Have em sign an old arrow and shoot it into a tree or something permanent.


----------



## rapid fire (Feb 13, 2015)

That's great Al.  I think the name idea is great.  Just look back at photos of folks on the cow and I'm sure you can come up with everyone.  Haha


----------



## sawtooth (Feb 13, 2015)

That's awesome Al.  Way to go.


----------



## Triple C (Feb 13, 2015)

Al...Pretty special right there!


----------



## John Cooper (Feb 14, 2015)

AL is a great ambassador. .......


----------



## longbowdave1 (Feb 14, 2015)

john cooper said:


> al is a great ambassador. .......



x2!


----------



## SELFBOW (Feb 15, 2015)

John Cooper said:


> AL is a great ambassador. .......



He's been at it a long time....

http://forum.gon.com/showthread.php?t=337483&highlight=


----------



## Todd Cook (Feb 15, 2015)

John Cooper said:


> AL is a great ambassador. .......



When I have more free time in the coming years, I hope I can follow your lead.


----------



## Munkywrench (Feb 15, 2015)

Al, there arent many men nowadays that truly live up to the legends, and sure you aren't out chasing polar bears in the Arctic or daul sheep in the mountains, but your impact is the same as what made the others legends. Many men have hunted as hard as they have, some are well known, others are not. However, what made the legends was their passion for the sport, and to nurture and grow it.
 Few men or women have the patience, time or care to do the things that you have done in our community. You set an example for all of us, and we will be lucky to have half the impact on this sport that you have. Your footprints may not spread far, however they are deep and straight, making it easy for us to see where we should go. Thank you

Now that that's said, someone remind me to make more fun of him in march and keep him away from my wife


----------



## Al33 (Feb 16, 2015)

This thread has done got embarrassing. I truly appreciate the kind words but the subject of this thread is Josh because all of you will come to know him real soon. He truly is an exceptional young man and in the very short time I have known him has been a real blessing to me. He has been over here every day since the first day he shot the bow helping me with the firewood or whatever else I needed at the time. 
Even this cold morning I looked outside and there he was filling up my empty wood bins. We worked hard all day yesterday trying to get them filled up bet never managed to get them all full at one time. He hung in there and refused to leave until we had enough filled not to run out. Add to his character the fact that he has already developed near perfect shooting form and is hitting where he is looking most of the time and he will be a blessing to our trad archery family. I am anxious for all of you to meet him and for him to meet all of you thus the introduction here.

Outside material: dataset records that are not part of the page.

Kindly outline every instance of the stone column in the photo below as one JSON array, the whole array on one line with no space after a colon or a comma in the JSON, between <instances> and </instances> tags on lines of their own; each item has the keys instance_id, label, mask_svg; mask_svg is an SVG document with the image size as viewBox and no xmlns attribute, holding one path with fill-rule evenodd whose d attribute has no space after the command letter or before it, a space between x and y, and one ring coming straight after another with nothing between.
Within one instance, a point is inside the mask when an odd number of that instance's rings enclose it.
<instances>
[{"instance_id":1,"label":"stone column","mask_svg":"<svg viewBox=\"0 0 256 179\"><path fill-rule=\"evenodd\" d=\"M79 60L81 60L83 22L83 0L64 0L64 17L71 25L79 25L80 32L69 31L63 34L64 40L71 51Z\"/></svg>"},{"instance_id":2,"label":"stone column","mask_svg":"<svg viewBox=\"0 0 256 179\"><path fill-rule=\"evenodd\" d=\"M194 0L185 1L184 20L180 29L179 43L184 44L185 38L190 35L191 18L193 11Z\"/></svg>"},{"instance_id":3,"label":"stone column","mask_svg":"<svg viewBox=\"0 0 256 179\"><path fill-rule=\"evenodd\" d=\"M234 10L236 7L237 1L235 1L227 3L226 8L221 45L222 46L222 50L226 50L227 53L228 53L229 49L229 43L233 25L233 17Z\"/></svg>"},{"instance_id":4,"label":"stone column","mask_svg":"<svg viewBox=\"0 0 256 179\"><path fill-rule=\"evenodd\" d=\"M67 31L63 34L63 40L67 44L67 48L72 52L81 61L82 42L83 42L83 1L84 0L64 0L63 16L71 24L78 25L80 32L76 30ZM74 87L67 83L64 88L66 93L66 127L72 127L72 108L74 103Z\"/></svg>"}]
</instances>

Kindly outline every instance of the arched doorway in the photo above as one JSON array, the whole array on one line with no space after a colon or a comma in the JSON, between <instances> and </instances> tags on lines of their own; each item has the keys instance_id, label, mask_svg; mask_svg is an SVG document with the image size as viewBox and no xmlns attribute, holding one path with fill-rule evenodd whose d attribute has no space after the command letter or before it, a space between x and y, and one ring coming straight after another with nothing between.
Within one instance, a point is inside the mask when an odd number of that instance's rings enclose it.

Now Tony, that was some pretty creative writing there and I appreciate it but do yourself a favor and not let the family think you are worried about an old one eyed fat man.


----------



## lagrangedave (Feb 16, 2015)

You can add my name to that list too Al, thanks for all that you do.


----------



## gurn (Feb 16, 2015)

Great job Al keep it up. Folks wont forget who got them into such ah great sport.


----------



## Munkywrench (Feb 18, 2015)

Figure at least your ego could get stroked


----------



## hambone76 (Feb 18, 2015)

Good job Al33 and welcome to the addiction Josh.


----------